After the optical flow, or motion, was calculated, the images were binarized using standard morphologic operations in order to be able to detect the elements in the image and their centers in each frame.

2.4. Clustering and Trajectory Generation

In order to work in the most reliable way possible, knowing that our system, experiment and conditions have limitations and being particularly concerned about a potential loss of information due to the image segmentation and processing methods, we decided to use a clustering method to identify the fish group and calculate the group’s centroid.

The centroids’ positions were estimated by k-means because this algorithm is robust, with a good relationship between speed and stability and it works well with large amounts of data. Thus, once the centers of the objects were calculated, and knowing their coordinates in the two axes within each frame, k-means was applied to find the center of the entire group. In our particular case, the dataset were the objects’ centers in each frame, from the first frame to the last one. K-means clustering operates on actual observations (rather than on a larger set of dissimilarity measures), and creates a single level of clusters. K-means then treats each observation in the data set as an object having a location in space. It finds a partition in which objects within each cluster are as close to each other, and as far from objects in other clusters, as possible. Depending on the kind of data to cluster, it is possible to use up to five different methods to calculate the distances. The best results for the current problem were obtained using the Euclidean distance [47,48].
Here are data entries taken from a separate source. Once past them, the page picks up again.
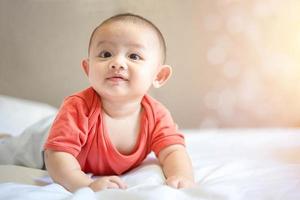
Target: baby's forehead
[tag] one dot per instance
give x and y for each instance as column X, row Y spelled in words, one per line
column 141, row 28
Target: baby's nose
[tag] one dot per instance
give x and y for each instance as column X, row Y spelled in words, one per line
column 118, row 64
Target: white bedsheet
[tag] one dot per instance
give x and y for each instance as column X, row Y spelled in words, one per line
column 235, row 164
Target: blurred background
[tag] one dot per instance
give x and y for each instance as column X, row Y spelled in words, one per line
column 235, row 62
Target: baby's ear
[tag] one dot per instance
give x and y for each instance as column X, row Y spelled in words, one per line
column 85, row 66
column 162, row 76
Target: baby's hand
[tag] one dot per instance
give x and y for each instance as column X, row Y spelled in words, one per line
column 107, row 182
column 179, row 182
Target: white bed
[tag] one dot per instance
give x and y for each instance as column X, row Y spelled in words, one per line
column 235, row 164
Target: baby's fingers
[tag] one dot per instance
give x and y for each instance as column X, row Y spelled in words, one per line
column 173, row 183
column 118, row 181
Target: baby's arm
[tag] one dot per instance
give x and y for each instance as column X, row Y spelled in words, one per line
column 177, row 166
column 65, row 170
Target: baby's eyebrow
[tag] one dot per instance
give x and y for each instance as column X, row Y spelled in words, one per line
column 135, row 45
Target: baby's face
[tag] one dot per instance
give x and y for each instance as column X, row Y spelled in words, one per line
column 124, row 60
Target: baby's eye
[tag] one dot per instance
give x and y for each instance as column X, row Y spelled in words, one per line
column 135, row 56
column 105, row 54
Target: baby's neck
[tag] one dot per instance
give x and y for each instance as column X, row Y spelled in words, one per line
column 121, row 109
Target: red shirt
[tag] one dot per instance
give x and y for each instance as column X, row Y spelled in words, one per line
column 79, row 130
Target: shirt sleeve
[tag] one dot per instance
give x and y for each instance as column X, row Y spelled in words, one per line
column 70, row 127
column 165, row 132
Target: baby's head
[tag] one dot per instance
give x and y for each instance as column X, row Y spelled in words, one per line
column 138, row 20
column 126, row 56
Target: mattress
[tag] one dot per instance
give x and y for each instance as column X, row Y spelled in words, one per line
column 238, row 164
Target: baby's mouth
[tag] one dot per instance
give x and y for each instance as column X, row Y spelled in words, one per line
column 117, row 78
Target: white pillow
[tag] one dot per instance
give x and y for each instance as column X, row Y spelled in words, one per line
column 17, row 114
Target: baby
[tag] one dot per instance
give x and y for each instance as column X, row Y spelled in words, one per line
column 110, row 128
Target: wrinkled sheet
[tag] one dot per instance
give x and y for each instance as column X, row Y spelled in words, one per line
column 235, row 164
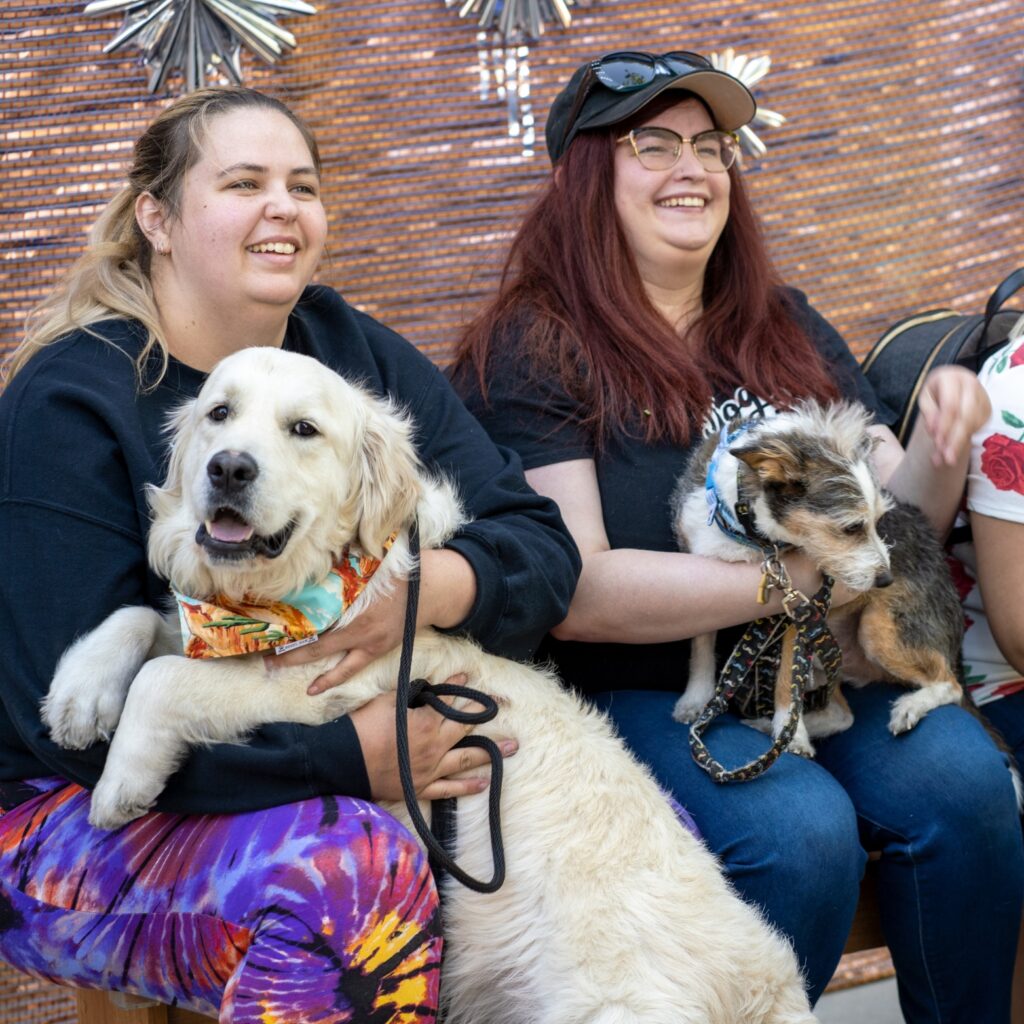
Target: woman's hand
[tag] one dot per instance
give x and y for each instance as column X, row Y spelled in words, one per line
column 438, row 771
column 448, row 588
column 953, row 406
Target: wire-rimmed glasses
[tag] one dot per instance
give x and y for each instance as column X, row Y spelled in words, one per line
column 659, row 148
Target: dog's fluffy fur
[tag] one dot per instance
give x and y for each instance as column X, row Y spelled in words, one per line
column 808, row 478
column 611, row 912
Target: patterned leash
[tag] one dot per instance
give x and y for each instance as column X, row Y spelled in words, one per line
column 743, row 684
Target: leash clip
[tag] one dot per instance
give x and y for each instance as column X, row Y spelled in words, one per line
column 775, row 577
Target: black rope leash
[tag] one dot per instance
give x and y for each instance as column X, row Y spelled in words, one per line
column 740, row 682
column 414, row 693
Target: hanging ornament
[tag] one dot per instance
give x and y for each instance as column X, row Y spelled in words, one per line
column 201, row 38
column 750, row 71
column 515, row 20
column 506, row 69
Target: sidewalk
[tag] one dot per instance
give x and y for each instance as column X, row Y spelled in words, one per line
column 875, row 1003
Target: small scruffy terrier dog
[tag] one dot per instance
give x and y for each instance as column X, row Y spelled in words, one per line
column 805, row 479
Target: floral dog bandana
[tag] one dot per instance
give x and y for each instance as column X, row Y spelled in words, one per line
column 221, row 628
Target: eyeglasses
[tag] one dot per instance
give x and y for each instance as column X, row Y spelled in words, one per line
column 659, row 148
column 629, row 70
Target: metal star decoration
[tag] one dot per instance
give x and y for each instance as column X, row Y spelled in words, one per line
column 201, row 38
column 515, row 20
column 750, row 71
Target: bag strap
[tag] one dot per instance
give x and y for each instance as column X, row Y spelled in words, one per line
column 813, row 641
column 1013, row 284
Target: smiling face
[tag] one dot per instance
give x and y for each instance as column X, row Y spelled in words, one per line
column 673, row 218
column 250, row 226
column 276, row 466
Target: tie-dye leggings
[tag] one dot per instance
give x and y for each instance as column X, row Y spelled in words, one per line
column 321, row 911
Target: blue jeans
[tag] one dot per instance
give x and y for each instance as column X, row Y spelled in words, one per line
column 937, row 802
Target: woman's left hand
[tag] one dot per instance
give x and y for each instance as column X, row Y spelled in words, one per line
column 375, row 632
column 448, row 587
column 953, row 406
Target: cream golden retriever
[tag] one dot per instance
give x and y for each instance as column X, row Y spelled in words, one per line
column 611, row 912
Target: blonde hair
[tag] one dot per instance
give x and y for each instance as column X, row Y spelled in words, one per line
column 112, row 278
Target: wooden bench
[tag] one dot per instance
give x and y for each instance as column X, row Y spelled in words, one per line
column 101, row 1008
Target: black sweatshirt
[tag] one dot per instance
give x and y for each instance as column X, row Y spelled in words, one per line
column 539, row 419
column 80, row 442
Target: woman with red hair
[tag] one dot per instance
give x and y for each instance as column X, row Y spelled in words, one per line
column 638, row 311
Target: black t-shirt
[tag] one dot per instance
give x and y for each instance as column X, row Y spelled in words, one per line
column 79, row 443
column 537, row 418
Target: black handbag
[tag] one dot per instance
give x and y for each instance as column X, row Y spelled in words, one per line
column 902, row 357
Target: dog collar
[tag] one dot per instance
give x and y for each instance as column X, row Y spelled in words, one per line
column 736, row 523
column 220, row 628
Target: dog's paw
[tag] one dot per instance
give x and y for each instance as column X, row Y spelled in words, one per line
column 115, row 804
column 688, row 709
column 909, row 709
column 79, row 716
column 801, row 741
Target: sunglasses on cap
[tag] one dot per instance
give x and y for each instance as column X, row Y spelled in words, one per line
column 629, row 70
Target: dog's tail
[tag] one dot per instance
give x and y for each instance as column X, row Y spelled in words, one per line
column 996, row 736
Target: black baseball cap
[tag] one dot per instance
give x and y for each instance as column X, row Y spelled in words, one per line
column 730, row 102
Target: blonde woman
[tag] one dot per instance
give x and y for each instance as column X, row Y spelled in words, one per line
column 266, row 885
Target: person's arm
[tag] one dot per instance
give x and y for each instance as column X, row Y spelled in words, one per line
column 998, row 546
column 951, row 406
column 634, row 596
column 995, row 502
column 931, row 472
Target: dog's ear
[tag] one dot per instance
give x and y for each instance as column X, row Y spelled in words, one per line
column 389, row 481
column 170, row 521
column 179, row 428
column 774, row 462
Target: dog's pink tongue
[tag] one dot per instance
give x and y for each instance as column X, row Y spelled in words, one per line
column 228, row 528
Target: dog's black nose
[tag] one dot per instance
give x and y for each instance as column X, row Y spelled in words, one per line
column 230, row 472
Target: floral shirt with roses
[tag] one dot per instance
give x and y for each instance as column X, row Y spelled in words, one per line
column 995, row 487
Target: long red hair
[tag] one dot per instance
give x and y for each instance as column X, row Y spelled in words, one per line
column 570, row 293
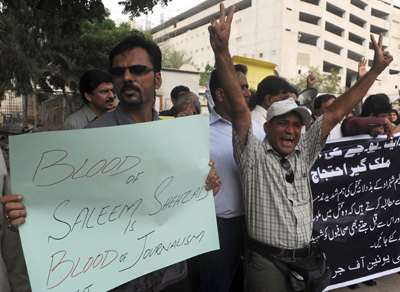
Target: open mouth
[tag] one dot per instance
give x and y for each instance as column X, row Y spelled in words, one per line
column 287, row 141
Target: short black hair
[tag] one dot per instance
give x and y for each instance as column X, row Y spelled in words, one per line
column 272, row 85
column 376, row 104
column 214, row 82
column 138, row 39
column 178, row 89
column 241, row 68
column 90, row 80
column 293, row 90
column 321, row 99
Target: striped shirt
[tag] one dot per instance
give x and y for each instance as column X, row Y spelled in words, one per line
column 229, row 200
column 278, row 213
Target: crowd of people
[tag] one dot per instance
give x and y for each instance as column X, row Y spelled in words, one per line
column 260, row 161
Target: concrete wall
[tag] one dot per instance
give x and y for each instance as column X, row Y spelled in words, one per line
column 280, row 32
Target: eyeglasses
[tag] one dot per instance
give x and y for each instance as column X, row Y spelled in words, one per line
column 290, row 174
column 136, row 69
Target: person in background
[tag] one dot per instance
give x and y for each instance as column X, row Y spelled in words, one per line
column 188, row 104
column 394, row 117
column 96, row 90
column 276, row 186
column 321, row 103
column 135, row 64
column 373, row 120
column 217, row 269
column 175, row 92
column 271, row 89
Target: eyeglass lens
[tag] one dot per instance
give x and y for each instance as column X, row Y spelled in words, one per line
column 136, row 69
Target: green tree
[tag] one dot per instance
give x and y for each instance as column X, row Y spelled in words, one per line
column 31, row 32
column 325, row 83
column 173, row 58
column 204, row 75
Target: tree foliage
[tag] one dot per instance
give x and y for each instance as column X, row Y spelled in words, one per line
column 325, row 83
column 173, row 58
column 137, row 7
column 33, row 31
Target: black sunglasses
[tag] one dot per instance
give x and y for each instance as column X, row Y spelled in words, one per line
column 136, row 69
column 290, row 174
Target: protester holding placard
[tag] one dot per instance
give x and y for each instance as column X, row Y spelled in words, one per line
column 13, row 273
column 135, row 64
column 274, row 172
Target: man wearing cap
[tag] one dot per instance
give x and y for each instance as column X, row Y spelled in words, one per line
column 96, row 90
column 274, row 172
column 271, row 89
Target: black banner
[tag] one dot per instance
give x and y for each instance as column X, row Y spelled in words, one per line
column 356, row 192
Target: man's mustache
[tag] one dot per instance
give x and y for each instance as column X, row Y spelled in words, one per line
column 130, row 86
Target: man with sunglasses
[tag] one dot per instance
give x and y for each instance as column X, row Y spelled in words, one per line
column 135, row 65
column 96, row 90
column 275, row 172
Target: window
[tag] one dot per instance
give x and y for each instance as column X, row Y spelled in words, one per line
column 357, row 21
column 312, row 19
column 314, row 2
column 308, row 39
column 334, row 29
column 329, row 67
column 356, row 39
column 358, row 3
column 335, row 10
column 332, row 48
column 354, row 56
column 379, row 14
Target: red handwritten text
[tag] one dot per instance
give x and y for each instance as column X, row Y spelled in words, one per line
column 56, row 163
column 61, row 269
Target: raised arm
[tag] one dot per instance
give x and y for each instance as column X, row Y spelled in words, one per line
column 348, row 100
column 219, row 39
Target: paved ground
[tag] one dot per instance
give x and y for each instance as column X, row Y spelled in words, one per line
column 390, row 283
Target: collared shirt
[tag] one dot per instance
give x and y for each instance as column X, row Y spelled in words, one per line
column 259, row 115
column 229, row 200
column 157, row 280
column 278, row 213
column 79, row 119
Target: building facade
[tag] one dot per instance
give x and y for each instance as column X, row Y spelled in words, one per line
column 296, row 34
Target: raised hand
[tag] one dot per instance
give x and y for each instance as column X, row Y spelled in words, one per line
column 381, row 59
column 310, row 80
column 221, row 30
column 14, row 212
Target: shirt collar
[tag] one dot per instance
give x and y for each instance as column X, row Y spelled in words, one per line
column 90, row 115
column 262, row 111
column 268, row 148
column 124, row 119
column 215, row 117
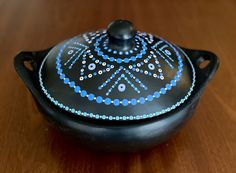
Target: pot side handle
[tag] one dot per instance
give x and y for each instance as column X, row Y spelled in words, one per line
column 205, row 63
column 27, row 64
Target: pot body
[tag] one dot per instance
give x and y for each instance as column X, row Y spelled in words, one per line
column 117, row 136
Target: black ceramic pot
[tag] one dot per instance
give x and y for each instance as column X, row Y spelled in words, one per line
column 117, row 89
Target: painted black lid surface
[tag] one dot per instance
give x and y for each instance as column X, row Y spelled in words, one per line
column 117, row 74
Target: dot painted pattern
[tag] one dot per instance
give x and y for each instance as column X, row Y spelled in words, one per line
column 122, row 77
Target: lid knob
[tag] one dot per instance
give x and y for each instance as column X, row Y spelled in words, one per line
column 121, row 34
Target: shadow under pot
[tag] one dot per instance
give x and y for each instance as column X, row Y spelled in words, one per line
column 117, row 89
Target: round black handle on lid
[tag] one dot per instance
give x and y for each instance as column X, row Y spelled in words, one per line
column 121, row 34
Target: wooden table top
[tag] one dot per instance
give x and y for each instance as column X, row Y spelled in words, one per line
column 206, row 144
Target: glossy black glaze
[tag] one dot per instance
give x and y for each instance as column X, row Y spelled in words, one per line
column 113, row 135
column 121, row 34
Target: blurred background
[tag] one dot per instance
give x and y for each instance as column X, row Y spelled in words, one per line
column 206, row 144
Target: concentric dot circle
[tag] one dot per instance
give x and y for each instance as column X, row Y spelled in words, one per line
column 151, row 66
column 124, row 102
column 70, row 52
column 91, row 66
column 121, row 87
column 167, row 52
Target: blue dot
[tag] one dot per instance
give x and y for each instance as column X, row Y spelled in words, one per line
column 99, row 99
column 179, row 73
column 72, row 84
column 100, row 53
column 157, row 94
column 133, row 101
column 119, row 60
column 59, row 66
column 149, row 98
column 142, row 100
column 126, row 60
column 91, row 97
column 116, row 102
column 168, row 86
column 173, row 82
column 111, row 58
column 105, row 57
column 133, row 58
column 62, row 76
column 177, row 78
column 125, row 102
column 107, row 101
column 143, row 51
column 77, row 89
column 163, row 91
column 139, row 56
column 66, row 80
column 83, row 93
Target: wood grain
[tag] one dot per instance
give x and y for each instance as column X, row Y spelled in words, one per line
column 207, row 144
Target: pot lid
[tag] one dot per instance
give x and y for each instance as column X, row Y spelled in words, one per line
column 117, row 74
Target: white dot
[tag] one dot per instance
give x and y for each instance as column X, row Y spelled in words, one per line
column 121, row 87
column 151, row 66
column 167, row 52
column 70, row 52
column 91, row 66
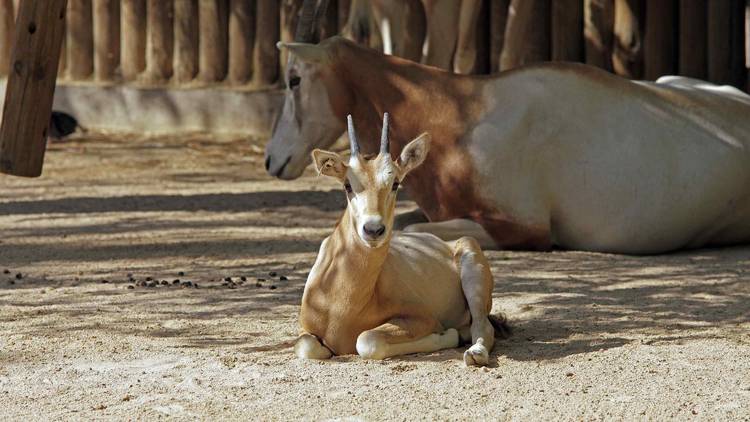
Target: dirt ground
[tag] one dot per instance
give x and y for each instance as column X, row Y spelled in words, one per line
column 597, row 337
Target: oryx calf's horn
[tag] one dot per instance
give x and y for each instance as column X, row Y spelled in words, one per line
column 352, row 136
column 384, row 135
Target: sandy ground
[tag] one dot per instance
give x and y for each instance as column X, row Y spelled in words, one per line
column 597, row 337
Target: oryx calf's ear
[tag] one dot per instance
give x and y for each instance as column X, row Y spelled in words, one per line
column 414, row 153
column 311, row 53
column 329, row 164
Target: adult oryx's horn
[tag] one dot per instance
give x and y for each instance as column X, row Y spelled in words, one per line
column 352, row 136
column 384, row 135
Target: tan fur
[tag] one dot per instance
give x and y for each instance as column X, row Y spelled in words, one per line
column 410, row 292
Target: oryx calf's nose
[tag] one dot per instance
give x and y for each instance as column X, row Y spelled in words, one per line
column 373, row 230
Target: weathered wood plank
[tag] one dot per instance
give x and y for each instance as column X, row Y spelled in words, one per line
column 693, row 37
column 567, row 30
column 80, row 39
column 265, row 53
column 241, row 40
column 213, row 40
column 106, row 39
column 7, row 27
column 498, row 20
column 133, row 38
column 186, row 32
column 159, row 41
column 627, row 54
column 660, row 39
column 599, row 21
column 527, row 35
column 31, row 86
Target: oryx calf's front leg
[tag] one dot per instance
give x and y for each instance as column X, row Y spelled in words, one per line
column 403, row 336
column 477, row 285
column 309, row 347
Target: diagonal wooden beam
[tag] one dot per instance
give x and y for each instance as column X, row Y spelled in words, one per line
column 31, row 86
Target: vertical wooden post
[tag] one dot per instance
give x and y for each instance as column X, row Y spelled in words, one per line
column 627, row 54
column 185, row 40
column 213, row 40
column 498, row 19
column 106, row 39
column 599, row 21
column 738, row 71
column 719, row 41
column 7, row 27
column 343, row 12
column 466, row 60
column 567, row 30
column 241, row 40
column 527, row 35
column 660, row 39
column 159, row 41
column 133, row 60
column 442, row 32
column 290, row 10
column 31, row 86
column 80, row 39
column 693, row 38
column 265, row 53
column 747, row 43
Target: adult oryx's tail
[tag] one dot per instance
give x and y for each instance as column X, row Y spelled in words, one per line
column 500, row 324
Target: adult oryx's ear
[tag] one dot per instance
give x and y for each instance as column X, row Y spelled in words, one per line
column 329, row 163
column 414, row 153
column 306, row 52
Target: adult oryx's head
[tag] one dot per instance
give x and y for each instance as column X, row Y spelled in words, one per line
column 371, row 184
column 307, row 120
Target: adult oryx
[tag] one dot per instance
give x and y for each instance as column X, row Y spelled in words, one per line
column 550, row 155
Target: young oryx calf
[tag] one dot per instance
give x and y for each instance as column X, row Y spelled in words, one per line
column 382, row 294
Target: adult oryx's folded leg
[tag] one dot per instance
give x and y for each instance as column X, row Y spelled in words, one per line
column 402, row 336
column 456, row 229
column 477, row 285
column 309, row 347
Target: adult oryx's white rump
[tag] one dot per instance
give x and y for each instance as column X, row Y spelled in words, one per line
column 550, row 155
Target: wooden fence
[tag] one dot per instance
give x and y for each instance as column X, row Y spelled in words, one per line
column 180, row 43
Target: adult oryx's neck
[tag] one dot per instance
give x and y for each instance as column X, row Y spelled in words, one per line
column 420, row 98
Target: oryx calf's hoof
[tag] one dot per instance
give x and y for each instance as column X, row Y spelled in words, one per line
column 477, row 354
column 309, row 347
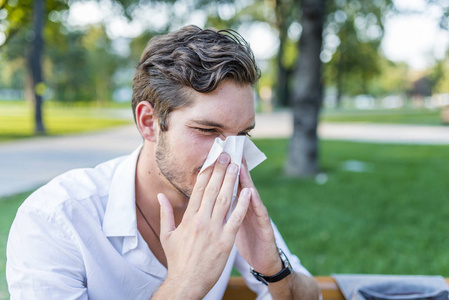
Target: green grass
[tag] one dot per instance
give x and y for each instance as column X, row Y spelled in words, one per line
column 390, row 219
column 391, row 116
column 16, row 119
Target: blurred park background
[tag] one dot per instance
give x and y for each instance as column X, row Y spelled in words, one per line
column 66, row 68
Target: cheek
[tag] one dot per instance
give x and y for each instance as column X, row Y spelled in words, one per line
column 199, row 147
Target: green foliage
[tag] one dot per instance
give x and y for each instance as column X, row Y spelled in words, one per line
column 357, row 28
column 393, row 116
column 16, row 121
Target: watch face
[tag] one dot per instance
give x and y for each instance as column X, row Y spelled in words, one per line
column 286, row 270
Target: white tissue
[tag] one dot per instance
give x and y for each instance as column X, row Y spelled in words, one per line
column 237, row 147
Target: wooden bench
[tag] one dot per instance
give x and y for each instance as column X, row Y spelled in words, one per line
column 237, row 289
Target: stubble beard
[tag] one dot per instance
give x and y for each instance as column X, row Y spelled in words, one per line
column 168, row 169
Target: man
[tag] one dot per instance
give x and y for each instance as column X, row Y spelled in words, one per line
column 149, row 225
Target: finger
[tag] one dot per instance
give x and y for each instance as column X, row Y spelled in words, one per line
column 257, row 206
column 245, row 177
column 239, row 213
column 214, row 185
column 198, row 192
column 167, row 217
column 224, row 198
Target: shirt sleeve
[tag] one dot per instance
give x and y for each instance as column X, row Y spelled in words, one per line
column 43, row 261
column 258, row 287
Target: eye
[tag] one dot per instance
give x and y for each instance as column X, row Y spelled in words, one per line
column 206, row 130
column 245, row 134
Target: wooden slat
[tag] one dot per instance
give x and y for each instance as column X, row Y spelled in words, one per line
column 237, row 289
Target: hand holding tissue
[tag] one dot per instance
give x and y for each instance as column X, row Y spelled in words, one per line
column 236, row 147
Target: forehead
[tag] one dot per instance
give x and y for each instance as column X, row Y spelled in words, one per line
column 230, row 104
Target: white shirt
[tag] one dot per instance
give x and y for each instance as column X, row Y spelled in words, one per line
column 77, row 238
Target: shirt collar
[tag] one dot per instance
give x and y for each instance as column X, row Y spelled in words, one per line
column 120, row 215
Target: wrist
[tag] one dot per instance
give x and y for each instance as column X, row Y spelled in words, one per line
column 181, row 289
column 283, row 272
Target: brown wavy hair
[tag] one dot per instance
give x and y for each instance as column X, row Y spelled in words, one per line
column 190, row 58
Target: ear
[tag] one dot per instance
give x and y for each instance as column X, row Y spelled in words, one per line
column 147, row 121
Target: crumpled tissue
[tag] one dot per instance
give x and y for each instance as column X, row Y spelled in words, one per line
column 237, row 147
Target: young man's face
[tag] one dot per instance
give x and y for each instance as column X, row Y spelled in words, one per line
column 182, row 150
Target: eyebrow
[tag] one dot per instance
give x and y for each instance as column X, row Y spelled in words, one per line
column 218, row 125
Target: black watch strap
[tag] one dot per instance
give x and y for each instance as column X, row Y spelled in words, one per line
column 286, row 270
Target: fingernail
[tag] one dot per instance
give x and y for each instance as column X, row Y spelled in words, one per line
column 223, row 158
column 232, row 168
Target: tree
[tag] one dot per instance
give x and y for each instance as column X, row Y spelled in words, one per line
column 35, row 64
column 307, row 98
column 356, row 27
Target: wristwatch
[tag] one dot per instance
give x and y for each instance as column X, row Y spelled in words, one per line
column 286, row 270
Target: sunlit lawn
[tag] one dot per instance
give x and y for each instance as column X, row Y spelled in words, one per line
column 391, row 218
column 16, row 119
column 393, row 116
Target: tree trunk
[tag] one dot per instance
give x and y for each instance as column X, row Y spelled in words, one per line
column 308, row 93
column 35, row 64
column 283, row 74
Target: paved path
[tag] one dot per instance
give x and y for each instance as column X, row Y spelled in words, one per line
column 26, row 164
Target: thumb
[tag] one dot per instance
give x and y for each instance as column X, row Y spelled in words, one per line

Each cluster in the partition was defined by its member objects and by its centroid, or center: the point where the sum of distances from all objects in the cluster is minimized. K-means computes the cluster’s centroids differently for each distance measured in order to minimize the sum with respect to the distance specified. This is done using an iterative algorithm that minimizes the sum of the distances from each object to its cluster’s centroid, over all clusters. The algorithm moves objects between clusters until the sum cannot be decreased further. The result is a set of clusters that are as compact and separated as possible. It is possible to control the details of the minimization using several optional input parameters to k-means, including the initial values of the cluster centroids, and the maximum number of iterations. This algorithm, often applied for image segmentation, has successfully been used to detect animals [48]. The centers of the clusters are calculated in a two space dimension (2D), using both coordinates (X and Y) and the frame number, which goes from 1 to n in the image sequence, and then a trajectory table is built (Table 1).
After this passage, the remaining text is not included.